Chaque année, 55 000 enfants naissent avant terme en France ( soit 7 % des naissances ), dont 20 % sont des grands prématurés, nés à moins de 33 semaines. Les structures d’accueil qui permettent aux parents de rester auprès de leur enfant hospitalisé sont fondamentales. Elles sont indispensable pour la bonne survie de l'enfant et pour que les parents jouent pleinement leur rôle pendant cette période si éprouvante. Ces structures devraient donc être multipliées.
D'ailleurs, dans la charte de l’enfant hospitalisé, on peut lire :
« Un enfant hospitalisé a le droit d'avoir ses parents ou leur substitut auprès de lui, jour et nuit, quel que soit son âge ou son état. »
« On encouragera les parents à rester auprès de leur enfant et on leur offrira pour cela toutes les facilités matérielles, sans que cela n'entraîne un supplément financier ou une perte de salaire.
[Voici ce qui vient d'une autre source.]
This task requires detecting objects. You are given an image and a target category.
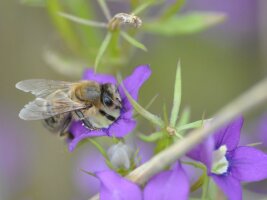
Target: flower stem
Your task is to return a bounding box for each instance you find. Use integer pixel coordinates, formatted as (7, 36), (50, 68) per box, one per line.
(201, 176), (210, 200)
(91, 79), (267, 199)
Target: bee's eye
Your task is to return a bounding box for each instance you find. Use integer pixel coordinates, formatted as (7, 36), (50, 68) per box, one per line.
(102, 95), (113, 107)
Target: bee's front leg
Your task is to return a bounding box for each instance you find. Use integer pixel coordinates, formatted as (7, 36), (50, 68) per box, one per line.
(75, 110), (94, 130)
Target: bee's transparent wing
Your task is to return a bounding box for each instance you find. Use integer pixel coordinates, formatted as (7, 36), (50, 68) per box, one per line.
(16, 79), (73, 98)
(16, 79), (86, 120)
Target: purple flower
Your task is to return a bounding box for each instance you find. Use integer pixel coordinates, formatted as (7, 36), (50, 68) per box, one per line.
(188, 118), (267, 200)
(258, 113), (267, 147)
(96, 164), (190, 200)
(69, 66), (151, 151)
(73, 136), (153, 199)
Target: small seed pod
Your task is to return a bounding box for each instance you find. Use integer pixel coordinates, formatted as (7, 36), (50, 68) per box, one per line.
(108, 13), (142, 30)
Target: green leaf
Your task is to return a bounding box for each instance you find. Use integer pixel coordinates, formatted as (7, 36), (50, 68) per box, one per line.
(134, 94), (159, 117)
(59, 12), (107, 28)
(118, 75), (165, 128)
(132, 0), (163, 15)
(121, 31), (147, 51)
(176, 107), (190, 129)
(161, 0), (185, 20)
(170, 61), (182, 127)
(146, 12), (226, 36)
(138, 131), (164, 142)
(98, 0), (111, 21)
(20, 0), (45, 7)
(177, 120), (207, 132)
(95, 32), (112, 71)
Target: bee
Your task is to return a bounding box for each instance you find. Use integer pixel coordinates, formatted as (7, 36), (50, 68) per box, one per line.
(109, 13), (142, 30)
(16, 79), (122, 138)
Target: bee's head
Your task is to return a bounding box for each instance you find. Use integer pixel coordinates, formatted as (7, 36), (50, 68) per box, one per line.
(101, 83), (122, 111)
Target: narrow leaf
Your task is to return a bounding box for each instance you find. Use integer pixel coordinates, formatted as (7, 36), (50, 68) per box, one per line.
(170, 61), (182, 127)
(134, 94), (159, 117)
(121, 31), (147, 51)
(176, 107), (190, 129)
(118, 75), (165, 128)
(20, 0), (45, 7)
(146, 12), (226, 36)
(177, 120), (209, 132)
(138, 132), (164, 142)
(95, 32), (112, 71)
(132, 0), (159, 15)
(98, 0), (111, 21)
(59, 12), (107, 28)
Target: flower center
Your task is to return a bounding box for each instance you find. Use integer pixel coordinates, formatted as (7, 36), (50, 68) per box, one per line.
(211, 145), (229, 174)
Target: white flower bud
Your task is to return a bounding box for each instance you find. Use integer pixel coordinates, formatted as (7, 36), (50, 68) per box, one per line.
(108, 142), (137, 169)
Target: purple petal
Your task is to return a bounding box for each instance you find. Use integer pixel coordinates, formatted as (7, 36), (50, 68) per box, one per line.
(187, 137), (214, 171)
(82, 69), (117, 84)
(214, 117), (244, 151)
(212, 175), (242, 200)
(259, 114), (267, 147)
(96, 170), (142, 200)
(119, 65), (151, 111)
(144, 164), (190, 200)
(229, 147), (267, 182)
(107, 118), (136, 137)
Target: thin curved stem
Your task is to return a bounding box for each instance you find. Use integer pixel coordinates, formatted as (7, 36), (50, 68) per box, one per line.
(91, 79), (267, 200)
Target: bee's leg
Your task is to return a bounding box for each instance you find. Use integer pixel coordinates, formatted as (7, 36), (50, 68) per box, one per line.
(75, 110), (94, 130)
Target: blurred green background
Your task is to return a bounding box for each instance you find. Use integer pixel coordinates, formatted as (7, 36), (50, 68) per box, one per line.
(0, 0), (267, 200)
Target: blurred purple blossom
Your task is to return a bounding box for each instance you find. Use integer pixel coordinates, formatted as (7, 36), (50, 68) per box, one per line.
(73, 139), (153, 199)
(69, 65), (151, 151)
(96, 164), (190, 200)
(258, 113), (267, 148)
(188, 118), (267, 200)
(0, 105), (35, 199)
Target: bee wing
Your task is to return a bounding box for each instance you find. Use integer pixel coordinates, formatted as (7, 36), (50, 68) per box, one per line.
(16, 79), (86, 120)
(16, 79), (73, 98)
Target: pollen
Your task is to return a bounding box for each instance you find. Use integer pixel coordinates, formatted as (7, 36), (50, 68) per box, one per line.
(211, 145), (229, 174)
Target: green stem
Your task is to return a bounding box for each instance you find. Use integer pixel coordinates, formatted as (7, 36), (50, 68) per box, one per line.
(201, 176), (210, 200)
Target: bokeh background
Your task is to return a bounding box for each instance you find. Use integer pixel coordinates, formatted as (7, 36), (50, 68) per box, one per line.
(0, 0), (267, 200)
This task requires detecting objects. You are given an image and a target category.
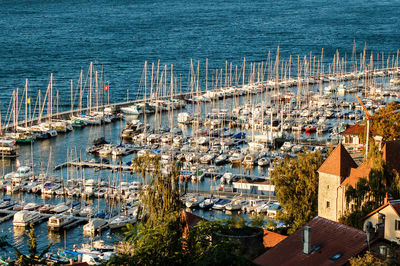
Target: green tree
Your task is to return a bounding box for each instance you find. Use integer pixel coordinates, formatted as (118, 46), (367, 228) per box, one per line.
(371, 102), (400, 141)
(13, 224), (52, 265)
(340, 145), (400, 229)
(271, 152), (323, 233)
(107, 156), (255, 265)
(350, 251), (383, 266)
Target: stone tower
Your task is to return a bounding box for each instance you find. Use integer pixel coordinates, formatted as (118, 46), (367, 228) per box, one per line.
(318, 144), (357, 221)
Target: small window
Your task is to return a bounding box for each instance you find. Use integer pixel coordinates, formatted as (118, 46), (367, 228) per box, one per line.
(394, 220), (400, 231)
(329, 253), (342, 261)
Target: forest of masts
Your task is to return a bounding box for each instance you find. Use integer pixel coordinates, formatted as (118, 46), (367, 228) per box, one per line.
(0, 45), (399, 134)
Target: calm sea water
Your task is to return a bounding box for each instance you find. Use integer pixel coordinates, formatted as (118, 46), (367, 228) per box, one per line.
(0, 0), (400, 256)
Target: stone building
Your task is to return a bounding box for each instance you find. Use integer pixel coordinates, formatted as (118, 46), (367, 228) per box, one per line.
(318, 144), (357, 221)
(318, 140), (400, 221)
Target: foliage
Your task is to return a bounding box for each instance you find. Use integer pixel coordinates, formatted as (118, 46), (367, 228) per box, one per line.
(107, 156), (255, 265)
(13, 224), (52, 265)
(350, 251), (382, 266)
(340, 145), (400, 229)
(108, 213), (184, 265)
(371, 102), (400, 141)
(133, 155), (183, 224)
(271, 152), (323, 233)
(185, 220), (252, 265)
(250, 214), (264, 228)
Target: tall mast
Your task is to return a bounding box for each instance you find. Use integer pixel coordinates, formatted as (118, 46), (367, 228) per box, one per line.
(88, 62), (93, 114)
(49, 73), (53, 122)
(25, 79), (28, 128)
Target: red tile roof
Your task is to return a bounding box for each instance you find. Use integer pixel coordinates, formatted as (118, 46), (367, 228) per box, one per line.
(342, 140), (400, 188)
(318, 144), (357, 180)
(364, 200), (400, 220)
(340, 124), (365, 135)
(340, 124), (376, 135)
(253, 217), (368, 266)
(263, 230), (287, 248)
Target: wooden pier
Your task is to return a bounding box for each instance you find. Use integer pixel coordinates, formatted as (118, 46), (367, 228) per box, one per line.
(54, 161), (134, 172)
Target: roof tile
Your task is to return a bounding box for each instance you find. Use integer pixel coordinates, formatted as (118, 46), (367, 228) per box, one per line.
(318, 144), (357, 179)
(253, 217), (368, 266)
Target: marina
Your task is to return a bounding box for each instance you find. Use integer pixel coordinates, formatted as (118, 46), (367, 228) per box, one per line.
(0, 1), (400, 265)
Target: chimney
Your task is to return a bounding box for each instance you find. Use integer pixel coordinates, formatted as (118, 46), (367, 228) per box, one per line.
(303, 226), (311, 255)
(384, 192), (393, 204)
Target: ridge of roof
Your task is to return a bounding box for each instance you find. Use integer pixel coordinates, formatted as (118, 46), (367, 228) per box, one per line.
(253, 216), (368, 265)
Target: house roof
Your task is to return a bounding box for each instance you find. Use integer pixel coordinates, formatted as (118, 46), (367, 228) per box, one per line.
(263, 230), (287, 248)
(382, 140), (400, 173)
(253, 217), (368, 266)
(340, 124), (365, 135)
(364, 200), (400, 220)
(342, 140), (400, 188)
(341, 160), (372, 188)
(318, 144), (357, 179)
(182, 211), (205, 229)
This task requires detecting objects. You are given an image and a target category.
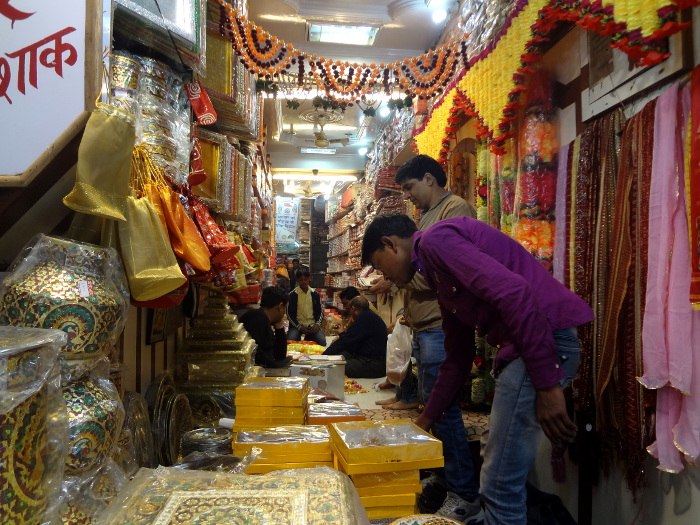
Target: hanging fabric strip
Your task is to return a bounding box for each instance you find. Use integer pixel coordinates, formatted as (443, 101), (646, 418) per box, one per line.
(685, 66), (700, 310)
(552, 144), (571, 284)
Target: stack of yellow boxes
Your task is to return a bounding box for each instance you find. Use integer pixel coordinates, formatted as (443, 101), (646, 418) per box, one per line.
(308, 402), (365, 425)
(233, 377), (309, 432)
(233, 425), (333, 474)
(328, 419), (444, 519)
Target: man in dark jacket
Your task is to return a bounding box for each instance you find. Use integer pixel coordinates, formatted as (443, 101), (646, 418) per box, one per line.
(323, 297), (386, 378)
(287, 270), (326, 346)
(241, 286), (292, 368)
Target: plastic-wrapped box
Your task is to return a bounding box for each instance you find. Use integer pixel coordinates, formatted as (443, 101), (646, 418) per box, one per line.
(0, 326), (68, 525)
(233, 425), (331, 457)
(329, 419), (443, 474)
(350, 470), (423, 496)
(236, 377), (309, 406)
(308, 403), (365, 425)
(98, 467), (357, 525)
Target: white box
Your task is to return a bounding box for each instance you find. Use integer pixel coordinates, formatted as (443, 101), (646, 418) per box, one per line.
(289, 361), (345, 399)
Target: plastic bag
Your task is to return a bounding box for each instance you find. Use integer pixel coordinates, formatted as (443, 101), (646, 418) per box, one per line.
(386, 323), (413, 385)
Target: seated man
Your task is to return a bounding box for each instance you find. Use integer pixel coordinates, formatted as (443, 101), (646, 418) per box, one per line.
(338, 286), (379, 332)
(287, 270), (326, 346)
(323, 297), (386, 378)
(241, 286), (292, 368)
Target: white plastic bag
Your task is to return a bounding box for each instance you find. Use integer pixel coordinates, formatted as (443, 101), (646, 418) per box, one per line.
(386, 323), (413, 385)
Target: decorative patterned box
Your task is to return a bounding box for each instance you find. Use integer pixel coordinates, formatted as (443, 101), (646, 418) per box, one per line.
(233, 425), (331, 457)
(236, 377), (309, 407)
(307, 403), (365, 425)
(350, 470), (423, 496)
(329, 419), (442, 464)
(97, 467), (356, 525)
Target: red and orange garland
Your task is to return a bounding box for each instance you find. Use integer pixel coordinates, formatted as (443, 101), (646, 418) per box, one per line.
(212, 0), (700, 150)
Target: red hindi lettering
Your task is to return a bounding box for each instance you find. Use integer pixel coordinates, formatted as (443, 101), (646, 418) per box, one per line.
(0, 57), (12, 104)
(5, 27), (78, 95)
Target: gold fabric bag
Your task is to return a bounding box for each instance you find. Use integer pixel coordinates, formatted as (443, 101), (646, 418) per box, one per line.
(63, 102), (136, 221)
(117, 146), (187, 301)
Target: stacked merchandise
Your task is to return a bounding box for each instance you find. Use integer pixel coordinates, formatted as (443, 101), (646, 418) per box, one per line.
(233, 425), (333, 474)
(100, 468), (358, 525)
(374, 166), (401, 199)
(233, 377), (309, 432)
(329, 419), (444, 519)
(308, 402), (365, 425)
(109, 51), (191, 182)
(0, 235), (129, 523)
(175, 295), (255, 395)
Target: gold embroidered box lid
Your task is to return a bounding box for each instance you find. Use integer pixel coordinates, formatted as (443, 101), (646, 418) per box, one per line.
(233, 425), (331, 455)
(236, 377), (309, 406)
(97, 467), (356, 525)
(329, 419), (442, 464)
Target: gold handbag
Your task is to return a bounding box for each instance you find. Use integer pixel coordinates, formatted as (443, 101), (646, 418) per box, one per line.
(63, 102), (136, 221)
(117, 146), (187, 301)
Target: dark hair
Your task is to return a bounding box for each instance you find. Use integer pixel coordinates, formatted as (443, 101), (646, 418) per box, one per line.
(348, 296), (369, 310)
(362, 213), (418, 264)
(260, 286), (289, 308)
(340, 286), (360, 299)
(394, 155), (447, 188)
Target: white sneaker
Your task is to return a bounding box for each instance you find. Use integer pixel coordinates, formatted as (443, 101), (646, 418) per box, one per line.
(435, 492), (484, 525)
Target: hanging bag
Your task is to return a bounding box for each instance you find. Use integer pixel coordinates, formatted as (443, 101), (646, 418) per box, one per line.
(386, 323), (413, 385)
(117, 146), (187, 301)
(63, 102), (136, 221)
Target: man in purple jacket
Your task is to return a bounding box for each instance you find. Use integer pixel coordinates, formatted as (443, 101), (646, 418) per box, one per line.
(362, 215), (593, 525)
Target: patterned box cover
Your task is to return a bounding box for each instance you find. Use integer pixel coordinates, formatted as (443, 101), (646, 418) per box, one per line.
(98, 467), (356, 525)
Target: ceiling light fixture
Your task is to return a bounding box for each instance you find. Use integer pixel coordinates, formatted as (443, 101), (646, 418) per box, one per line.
(272, 173), (357, 182)
(309, 24), (378, 46)
(299, 148), (337, 155)
(433, 9), (447, 24)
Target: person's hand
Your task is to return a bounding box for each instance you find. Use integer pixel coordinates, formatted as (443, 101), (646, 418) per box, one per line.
(414, 414), (433, 432)
(537, 385), (578, 445)
(369, 276), (391, 293)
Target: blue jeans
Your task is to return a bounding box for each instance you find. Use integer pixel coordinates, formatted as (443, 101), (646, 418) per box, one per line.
(287, 326), (326, 346)
(410, 327), (479, 501)
(481, 328), (581, 525)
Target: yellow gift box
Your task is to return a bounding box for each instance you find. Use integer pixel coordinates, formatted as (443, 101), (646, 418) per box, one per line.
(350, 470), (420, 488)
(360, 493), (416, 509)
(328, 419), (442, 464)
(236, 377), (309, 407)
(365, 505), (416, 520)
(245, 461), (333, 474)
(355, 481), (423, 497)
(331, 443), (445, 475)
(233, 425), (331, 456)
(233, 416), (306, 432)
(236, 404), (309, 421)
(308, 403), (365, 425)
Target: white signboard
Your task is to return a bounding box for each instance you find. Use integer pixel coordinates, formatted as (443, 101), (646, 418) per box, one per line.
(275, 197), (299, 251)
(0, 0), (102, 185)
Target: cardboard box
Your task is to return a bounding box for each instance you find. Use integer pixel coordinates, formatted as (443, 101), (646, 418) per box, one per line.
(289, 360), (345, 399)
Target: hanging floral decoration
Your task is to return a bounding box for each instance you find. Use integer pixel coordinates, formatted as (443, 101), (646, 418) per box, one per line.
(217, 0), (700, 151)
(415, 0), (699, 155)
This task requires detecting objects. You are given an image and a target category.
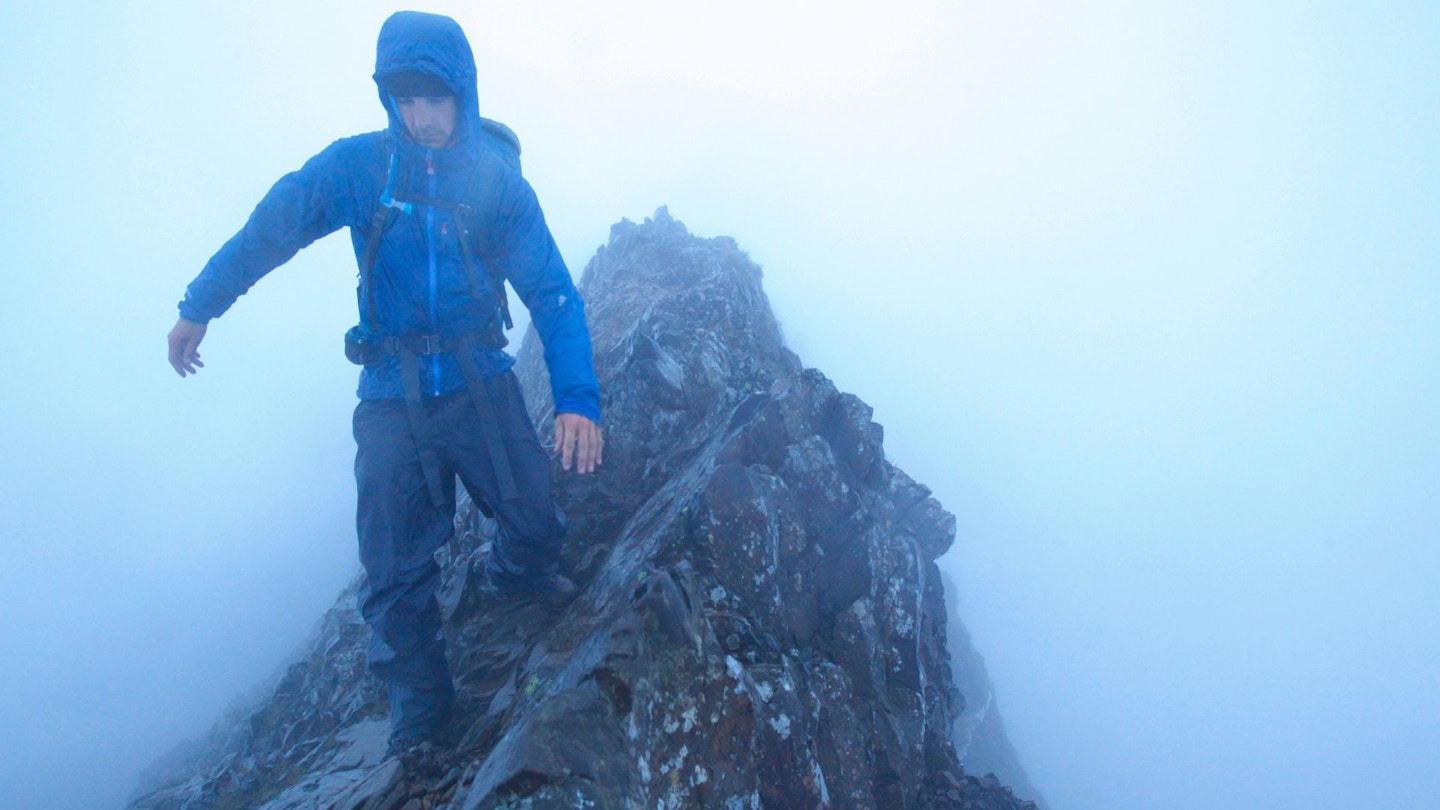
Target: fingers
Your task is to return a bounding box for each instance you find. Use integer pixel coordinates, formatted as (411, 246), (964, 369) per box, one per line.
(554, 414), (605, 476)
(167, 319), (206, 376)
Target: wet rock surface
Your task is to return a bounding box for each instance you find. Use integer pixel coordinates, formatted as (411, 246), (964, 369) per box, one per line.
(131, 209), (1032, 810)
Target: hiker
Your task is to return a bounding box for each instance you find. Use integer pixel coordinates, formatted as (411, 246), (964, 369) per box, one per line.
(168, 12), (602, 754)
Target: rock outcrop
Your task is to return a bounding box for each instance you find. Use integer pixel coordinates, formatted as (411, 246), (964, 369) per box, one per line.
(132, 209), (1032, 810)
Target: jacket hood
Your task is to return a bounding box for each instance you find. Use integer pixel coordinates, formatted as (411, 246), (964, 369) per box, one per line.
(374, 12), (480, 143)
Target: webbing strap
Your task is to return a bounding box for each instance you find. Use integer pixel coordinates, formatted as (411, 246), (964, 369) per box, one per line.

On informera les parents sur les règles de vie et les modes de faire propres au service afin qu'ils participent activement aux soins de leur enfant. »
Les pouvoirs publics devraient faire en sorte que cette charte puisse être respectée au pieds de la lettre en faisant en sorte que chaque hôpital ou l'on accueille des enfants dispose d'endroits interne ou externe au site pour accueillir les parents.
Notes :

* les prix indiqués datent de fin 2009 et concernent les structures de Strasbourg Hautepierre. Beaucoup de mutuelles remboursent ce type de frais.



** 25 SA : 25 semaines d’aménorrhée ; C'est une unité de mesure du temps utilisée en Obstétrique pour calculer l'âge de la grossesse. Quand on calcule l'âge de la grossesse en utilisant les semaines d'aménorrhée, on commence le calcul à partir de la date qui correspond au quatorzième jour avant la date du début de la grossesse.
*** Par exemple, on arrive de mieux en mieux à pallier l’immaturité des poumons liée à l’absence d’un liquide appelé le surfactant et qui empêchent les membranes pulmonaires de rester collées entre elles à l’expiration. Avec à la corticothérapie maternelle avant la naissance : Grâce à deux injections administrées à 24 h d’intervalle, on peut accélérer la maturation des organes du fœtus. De même, les injections de surfactant d’origine animale directement dans les poumons du prématuré, dés la naissance, permettent aux membranes pulmonaires de ne pas rester collés entre elles. Mes meufettes ont eu ces injections et j’avais aussi eu les injections de corticoïdes à 29 SA. Ensuite, les couveuses pallient les dangers d’hypothermie et de déshydratation qui proviennent de l’immaturité de la peau des bébés prématurés qui ne retient pas bien l’eau et qui ne permet pas une bonne régulation thermique. Enfin, l’hypoglycémie et les troubles de l’absorption des aliments sont combattu grâce à la mise en place d’un cathéter pour amener les nutriments essentiels directement où les organes en ont besoin. Reste l’immaturité du cerveau et sa grande fragilité vasculaire qui demeure incontrôlable et qui représente la première cause de séquelles neurologiques chez les prématurés.
****Chambre mère-enfant : La maman peut passer du temps avec ses enfants hospitalisés dans cette chambre en toute intimité, sans la présence de personnel médical. Les temps de « rencontre » sont en général de une à deux heures, hors des repas de l’enfant et en accord avec le chef du service.